2d. Track which sessions belong to which user

AsyncContextStore keys actions by session_id. Chat copilots start from user_id (your auth ID, surfaced via the widget’s customData.userId). The bridge maintains an index between them.
_user_sessions: dict[str, list[tuple[str, float]]] = {}  # user_id -> [(session_id, ts), ...]
_user_emails: dict[str, str] = {}
_session_product: dict[str, str] = {}                    # session_id -> product_id
_session_states: dict[str, SessionState] = {}

def _index_session(user_id, session_id, email):
    if not user_id or not session_id:
        return
    now = time.time()
    bucket = _user_sessions.setdefault(user_id, [])
    bucket[:] = [(s, t) for (s, t) in bucket if s != session_id and now - t < LOOKBACK_SECONDS]
    bucket.append((session_id, now))
    if email:
        _user_emails[user_id] = email

def _session_state(session_id):
    if session_id not in _session_states:
        _session_states[session_id] = SessionState(
            interaction_timeout_s=60.0, cooldown_period_s=120.0,
        )
    return _session_states[session_id]
Pass product_id when reading from ContextStore. Since v0.6.7, AsyncContextStore keys buckets by (product_id, session_id) when payloads carry a product_id — which they always do in practice. Calling context_store.get(session_id) without product_id= silently returns an empty string. Track payload.product_id per session on ingest and pass it on read.

2e. The SSE callback

Wire on_actions to feed both context_store and agent_writer. The writer handles the summariser; the store keeps raw actions available for short reads.
async def on_actions(payload: ActionsPayload):
    _index_session(payload.user_id, payload.session_id, payload.email)
    if payload.session_id and payload.product_id:
        _session_product[payload.session_id] = payload.product_id
    if payload.session_id:
        _session_state(payload.session_id).tick()
    await context_store.add(payload)
    await agent_writer.add(payload)

2f. FastAPI lifespan — start the client when the server boots

_stream_task: asyncio.Task | None = None
_client: AsyncConnectorClient | None = None

@asynccontextmanager
async def lifespan(_: FastAPI):
    global _stream_task, _client
    _client = AsyncConnectorClient(url=STREAM_URL, token=UNKEY_TOKEN)
    _client.on_actions(on_actions)
    _stream_task = _client.run_in_background()
    log.info("autoplay stream listening on %s", STREAM_URL)
    try:
        yield
    finally:
        if _client:
            _client.stop()
        if _stream_task:
            try:
                await asyncio.wait_for(_stream_task, timeout=5)
            except (asyncio.TimeoutError, asyncio.CancelledError):
                pass

app = FastAPI(title="Autoplay × Rasa bridge", lifespan=lifespan)

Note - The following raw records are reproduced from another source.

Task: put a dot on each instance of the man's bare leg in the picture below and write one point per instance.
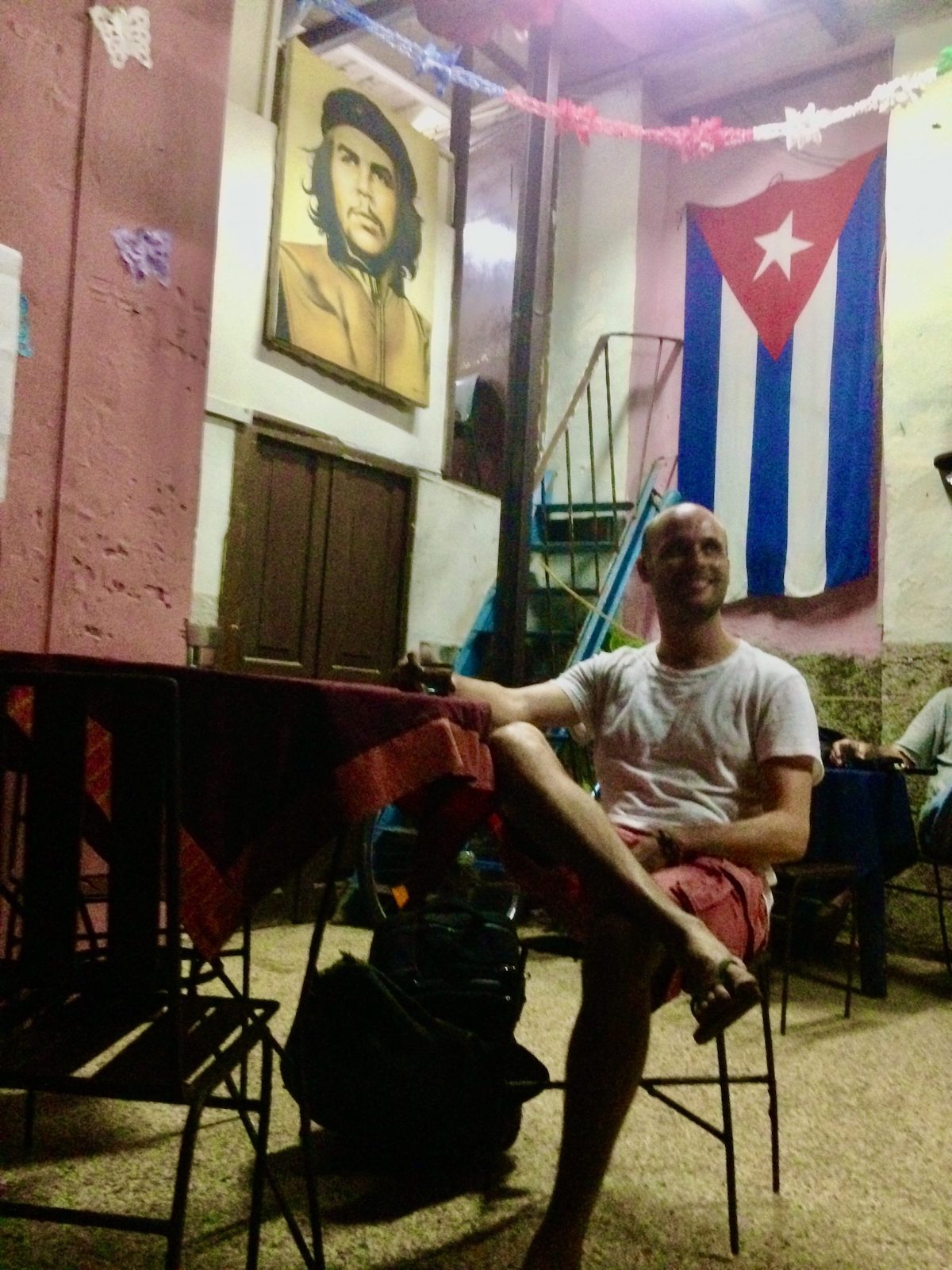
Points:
(605, 1066)
(539, 799)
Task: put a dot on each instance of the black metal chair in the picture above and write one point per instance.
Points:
(936, 850)
(660, 1086)
(810, 883)
(98, 999)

2g. Helpers — name from email, current page hint

def _name_from_email(email):
    if not email or "@" not in email:
        return None
    local = email.split("@", 1)[0]
    parts = [p for p in local.replace(".", " ").replace("_", " ").split() if p]
    return " ".join(p.capitalize() for p in parts) if parts else None

def _user_recent_activity(user_id):
    sessions = _user_sessions.get(user_id) or []
    chunks = []
    for session_id, _ts in sorted(sessions, key=lambda x: -x[1])[:3]:
        product_id = _session_product.get(session_id)
        text = context_store.get(session_id, product_id=product_id)
        if text:
            chunks.append(text)
    return "\n\n".join(chunks).strip()

2h. The /reply endpoint — SDK-assembled prompt + LLM call

This system prompt is the part you’ll most likely customize later for your product.
  1. Acknowledge the user’s activity naturally — don’t recite a click log.
  2. Pick up from the user’s last action — don’t tell them to do something they just did.
It stays generic and safe to copy as-is.
SYSTEM_PROMPT = """You are a friendly and helpful assistant for users of this product.

Focus on helping people find their way in the UI, complete workflows, and understand features. Assume some users are seeing the product for the first time.

## 💬 How to use the "Current User Activity" context

You may receive a "Current User Activity" block alongside the user's question. It shows what THIS user has been doing on the platform in the last few minutes — which page they are on and what they clicked. The activity is scoped to their session, so it reflects only their actions, not anyone else's.

When this context is present:

1. **Acknowledge their activity naturally** — for example: "I can see you're currently on the Projects page" or "It looks like you've been exploring the Dashboard."

2. **Use it to give specific directions** — instead of generic instructions, reference where they are: "From the page you're on, click the blue 'Add Project' button at the top right."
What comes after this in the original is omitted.